Exports Databricks metrics via HTTP for Prometheus consumption.
This exporter connects to a Databricks SQL Warehouse and queries Databricks System Tables to collect metrics about billing, job runs, pipeline executions, and SQL query performance. The metrics are exposed in Prometheus format, making it easy to monitor and analyze your Databricks workloads.

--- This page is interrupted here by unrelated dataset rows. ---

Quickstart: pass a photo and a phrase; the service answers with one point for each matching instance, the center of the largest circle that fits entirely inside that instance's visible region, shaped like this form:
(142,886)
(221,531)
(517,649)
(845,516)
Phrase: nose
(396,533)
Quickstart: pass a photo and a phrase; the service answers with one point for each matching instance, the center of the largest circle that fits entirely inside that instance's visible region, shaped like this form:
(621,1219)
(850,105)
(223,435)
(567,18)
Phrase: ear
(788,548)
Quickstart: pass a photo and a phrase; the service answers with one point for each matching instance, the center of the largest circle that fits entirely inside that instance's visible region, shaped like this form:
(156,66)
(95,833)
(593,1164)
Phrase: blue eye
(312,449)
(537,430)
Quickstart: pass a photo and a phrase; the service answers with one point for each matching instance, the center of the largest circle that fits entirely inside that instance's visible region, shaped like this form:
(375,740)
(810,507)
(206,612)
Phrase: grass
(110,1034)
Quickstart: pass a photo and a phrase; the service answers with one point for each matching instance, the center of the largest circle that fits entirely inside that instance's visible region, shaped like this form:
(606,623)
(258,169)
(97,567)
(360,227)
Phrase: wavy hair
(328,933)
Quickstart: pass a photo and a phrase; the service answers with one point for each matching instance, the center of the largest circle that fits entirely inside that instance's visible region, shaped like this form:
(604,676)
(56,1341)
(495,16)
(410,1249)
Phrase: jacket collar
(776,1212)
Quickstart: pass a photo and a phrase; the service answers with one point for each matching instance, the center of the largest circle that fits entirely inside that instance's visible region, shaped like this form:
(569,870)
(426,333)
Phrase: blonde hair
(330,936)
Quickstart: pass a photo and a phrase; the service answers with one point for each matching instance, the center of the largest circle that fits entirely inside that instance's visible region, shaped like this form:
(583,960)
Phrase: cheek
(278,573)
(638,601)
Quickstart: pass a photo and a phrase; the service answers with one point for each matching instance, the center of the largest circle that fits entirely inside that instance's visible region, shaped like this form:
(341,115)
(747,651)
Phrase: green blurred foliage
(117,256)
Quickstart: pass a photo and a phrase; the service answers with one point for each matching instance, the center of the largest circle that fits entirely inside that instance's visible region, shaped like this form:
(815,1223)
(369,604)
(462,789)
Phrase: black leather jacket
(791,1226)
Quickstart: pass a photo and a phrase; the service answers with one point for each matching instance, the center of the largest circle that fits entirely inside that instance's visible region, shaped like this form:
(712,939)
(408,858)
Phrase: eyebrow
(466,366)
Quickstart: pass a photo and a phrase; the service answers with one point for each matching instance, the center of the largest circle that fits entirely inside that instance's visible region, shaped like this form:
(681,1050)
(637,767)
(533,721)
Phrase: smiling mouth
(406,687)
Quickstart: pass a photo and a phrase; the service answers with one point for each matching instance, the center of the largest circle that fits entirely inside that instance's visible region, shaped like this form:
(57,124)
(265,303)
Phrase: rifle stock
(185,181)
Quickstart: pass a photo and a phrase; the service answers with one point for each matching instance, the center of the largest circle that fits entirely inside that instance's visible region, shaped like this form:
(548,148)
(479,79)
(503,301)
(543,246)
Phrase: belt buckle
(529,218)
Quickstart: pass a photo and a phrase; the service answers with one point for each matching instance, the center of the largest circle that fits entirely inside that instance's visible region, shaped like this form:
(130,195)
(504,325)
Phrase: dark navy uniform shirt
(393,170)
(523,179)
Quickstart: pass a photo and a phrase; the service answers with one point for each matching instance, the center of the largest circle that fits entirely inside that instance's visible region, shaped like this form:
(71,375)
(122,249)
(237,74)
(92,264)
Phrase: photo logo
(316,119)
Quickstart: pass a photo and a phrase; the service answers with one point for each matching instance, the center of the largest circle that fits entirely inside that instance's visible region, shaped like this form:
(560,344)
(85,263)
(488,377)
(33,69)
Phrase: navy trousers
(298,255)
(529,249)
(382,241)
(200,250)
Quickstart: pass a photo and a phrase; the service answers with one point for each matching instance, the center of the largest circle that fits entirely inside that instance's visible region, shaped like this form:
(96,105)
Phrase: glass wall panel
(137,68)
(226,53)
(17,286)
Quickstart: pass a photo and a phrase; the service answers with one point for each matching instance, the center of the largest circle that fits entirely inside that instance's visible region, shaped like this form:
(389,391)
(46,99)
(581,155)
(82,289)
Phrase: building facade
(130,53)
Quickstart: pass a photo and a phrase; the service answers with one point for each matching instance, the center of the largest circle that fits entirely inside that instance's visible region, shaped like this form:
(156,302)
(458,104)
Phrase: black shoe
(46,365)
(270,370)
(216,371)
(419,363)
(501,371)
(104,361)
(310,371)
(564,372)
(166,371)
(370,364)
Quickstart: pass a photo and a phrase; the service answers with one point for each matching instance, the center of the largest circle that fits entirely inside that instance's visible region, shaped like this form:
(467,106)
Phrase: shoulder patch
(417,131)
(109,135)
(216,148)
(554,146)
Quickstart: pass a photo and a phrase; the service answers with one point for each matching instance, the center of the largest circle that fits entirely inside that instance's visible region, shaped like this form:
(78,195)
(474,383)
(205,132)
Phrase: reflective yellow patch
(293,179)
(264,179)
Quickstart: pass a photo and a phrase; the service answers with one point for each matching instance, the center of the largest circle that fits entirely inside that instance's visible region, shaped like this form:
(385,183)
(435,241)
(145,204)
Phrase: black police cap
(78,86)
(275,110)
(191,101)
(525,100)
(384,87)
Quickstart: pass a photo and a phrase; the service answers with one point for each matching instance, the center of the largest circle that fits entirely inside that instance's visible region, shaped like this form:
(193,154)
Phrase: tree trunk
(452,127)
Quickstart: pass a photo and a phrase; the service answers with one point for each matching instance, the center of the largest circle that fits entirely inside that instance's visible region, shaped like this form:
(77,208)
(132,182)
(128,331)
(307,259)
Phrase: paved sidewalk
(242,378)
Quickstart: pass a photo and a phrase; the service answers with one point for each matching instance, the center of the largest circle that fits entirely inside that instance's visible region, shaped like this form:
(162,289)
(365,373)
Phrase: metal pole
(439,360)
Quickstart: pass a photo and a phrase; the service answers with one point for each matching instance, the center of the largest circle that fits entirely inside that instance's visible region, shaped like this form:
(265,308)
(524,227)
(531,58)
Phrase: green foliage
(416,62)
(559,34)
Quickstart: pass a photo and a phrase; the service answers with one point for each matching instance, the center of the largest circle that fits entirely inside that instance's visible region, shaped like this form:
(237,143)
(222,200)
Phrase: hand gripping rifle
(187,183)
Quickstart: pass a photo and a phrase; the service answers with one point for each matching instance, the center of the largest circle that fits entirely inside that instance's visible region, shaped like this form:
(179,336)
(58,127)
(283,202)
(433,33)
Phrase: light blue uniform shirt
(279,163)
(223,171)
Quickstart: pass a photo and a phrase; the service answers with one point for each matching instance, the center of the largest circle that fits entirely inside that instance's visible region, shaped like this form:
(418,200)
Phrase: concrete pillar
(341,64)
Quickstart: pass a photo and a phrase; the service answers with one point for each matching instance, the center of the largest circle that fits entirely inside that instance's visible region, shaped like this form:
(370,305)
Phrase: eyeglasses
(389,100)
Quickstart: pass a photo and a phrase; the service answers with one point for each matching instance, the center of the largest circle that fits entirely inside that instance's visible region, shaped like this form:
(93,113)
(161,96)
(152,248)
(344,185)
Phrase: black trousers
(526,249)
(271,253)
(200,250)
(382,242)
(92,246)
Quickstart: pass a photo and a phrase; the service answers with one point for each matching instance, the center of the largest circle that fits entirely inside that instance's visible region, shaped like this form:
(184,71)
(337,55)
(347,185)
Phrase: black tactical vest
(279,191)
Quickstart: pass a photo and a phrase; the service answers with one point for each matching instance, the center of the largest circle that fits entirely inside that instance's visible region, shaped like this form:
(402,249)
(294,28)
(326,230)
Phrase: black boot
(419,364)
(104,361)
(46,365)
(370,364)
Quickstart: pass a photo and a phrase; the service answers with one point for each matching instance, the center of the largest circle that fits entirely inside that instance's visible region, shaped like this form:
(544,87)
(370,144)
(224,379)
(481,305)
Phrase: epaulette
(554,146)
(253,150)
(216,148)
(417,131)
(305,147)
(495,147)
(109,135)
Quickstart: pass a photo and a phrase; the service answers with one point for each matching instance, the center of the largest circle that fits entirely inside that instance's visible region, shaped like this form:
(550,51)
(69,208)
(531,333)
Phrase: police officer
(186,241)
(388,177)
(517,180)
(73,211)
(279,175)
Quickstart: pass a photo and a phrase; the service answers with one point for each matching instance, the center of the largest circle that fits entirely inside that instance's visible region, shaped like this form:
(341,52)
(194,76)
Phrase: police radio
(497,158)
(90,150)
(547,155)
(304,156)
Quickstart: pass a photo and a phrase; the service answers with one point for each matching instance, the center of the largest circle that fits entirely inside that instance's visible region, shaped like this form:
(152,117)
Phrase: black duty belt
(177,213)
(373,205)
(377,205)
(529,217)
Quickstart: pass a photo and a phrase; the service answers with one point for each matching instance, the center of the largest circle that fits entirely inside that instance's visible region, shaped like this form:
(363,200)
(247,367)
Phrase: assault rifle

The exporter may be configured through its command line flags:
| Flag | Default | Description |
|---|---|---|
--web.listen-address |
:9976 |
Addresses on which to expose metrics and web interface. Repeatable for multiple addresses. |
--web.config.file |
"" |
Path to configuration file that can enable TLS or authentication. |
--web.telemetry-path |
/metrics |
Path under which to expose metrics. |
--server-hostname |
required | The Databricks workspace hostname (e.g., dbc-abc123.cloud.databricks.com). |
--warehouse-http-path |
required | The HTTP path of the SQL Warehouse (e.g., /sql/1.0/warehouses/abc123). |
--client-id |
required | The OAuth2 Client ID (Application ID) for Service Principal authentication. |
--client-secret |
required | The OAuth2 Client Secret for Service Principal authentication. |
--query-timeout |
5m |
Timeout for database queries. |
--billing-lookback |
24h |
How far back to look for billing data. See Lookback Windows. |
--jobs-lookback |
4h |
How far back to look for job runs. See Lookback Windows. |
--pipelines-lookback |
4h |
How far back to look for pipeline runs. See Lookback Windows. |
--queries-lookback |
2h |
How far back to look for SQL warehouse queries. See Lookback Windows. |
--sla-threshold |
3600 |
Duration threshold (in seconds) for job SLA miss detection. |
--collect-task-retries |
false |
Collect task retry metrics (high cardinality due to task_key label). |
--table-check-interval |
10 |
Number of scrapes between table availability checks (for optional tables like pipelines). |
--log.level |
info |
Only log messages with the given severity or above. One of: debug, info, warn, error. |
--log.format |
logfmt |
Output format of log messages. One of: logfmt, json. |
Example usage:
./databricks-exporter \
--server-hostname=<your-host-name>.cloud.databricks.com \
--warehouse-http-path=/sql/1.0/warehouses/abc123def456 \
--client-id=<your-client-or-app-ID> \
--client-secret=<your-client-secret-here>Alternatively, the exporter may be configured using environment variables:
| Name | Description |
|---|---|
DATABRICKS_EXPORTER_SERVER_HOSTNAME |
The Databricks workspace hostname. |
DATABRICKS_EXPORTER_WAREHOUSE_HTTP_PATH |
The HTTP path of the SQL Warehouse. |
DATABRICKS_EXPORTER_CLIENT_ID |
The OAuth2 Client ID for Service Principal authentication. |
DATABRICKS_EXPORTER_CLIENT_SECRET |
The OAuth2 Client Secret for Service Principal authentication. |
DATABRICKS_EXPORTER_WEB_TELEMETRY_PATH |
Path under which to expose metrics. |
DATABRICKS_EXPORTER_QUERY_TIMEOUT |
Timeout for database queries. |
DATABRICKS_EXPORTER_BILLING_LOOKBACK |
How far back to look for billing data. |
DATABRICKS_EXPORTER_JOBS_LOOKBACK |
How far back to look for job runs. |
DATABRICKS_EXPORTER_PIPELINES_LOOKBACK |
How far back to look for pipeline runs. |
DATABRICKS_EXPORTER_QUERIES_LOOKBACK |
How far back to look for SQL warehouse queries. |
DATABRICKS_EXPORTER_SLA_THRESHOLD |
Duration threshold (in seconds) for job SLA miss detection. |
DATABRICKS_EXPORTER_COLLECT_TASK_RETRIES |
Collect task retry metrics (set to true to enable). |
DATABRICKS_EXPORTER_TABLE_CHECK_INTERVAL |
Number of scrapes between table availability checks. |
Example usage:
export DATABRICKS_EXPORTER_SERVER_HOSTNAME="dbc-abc123-def456.cloud.databricks.com"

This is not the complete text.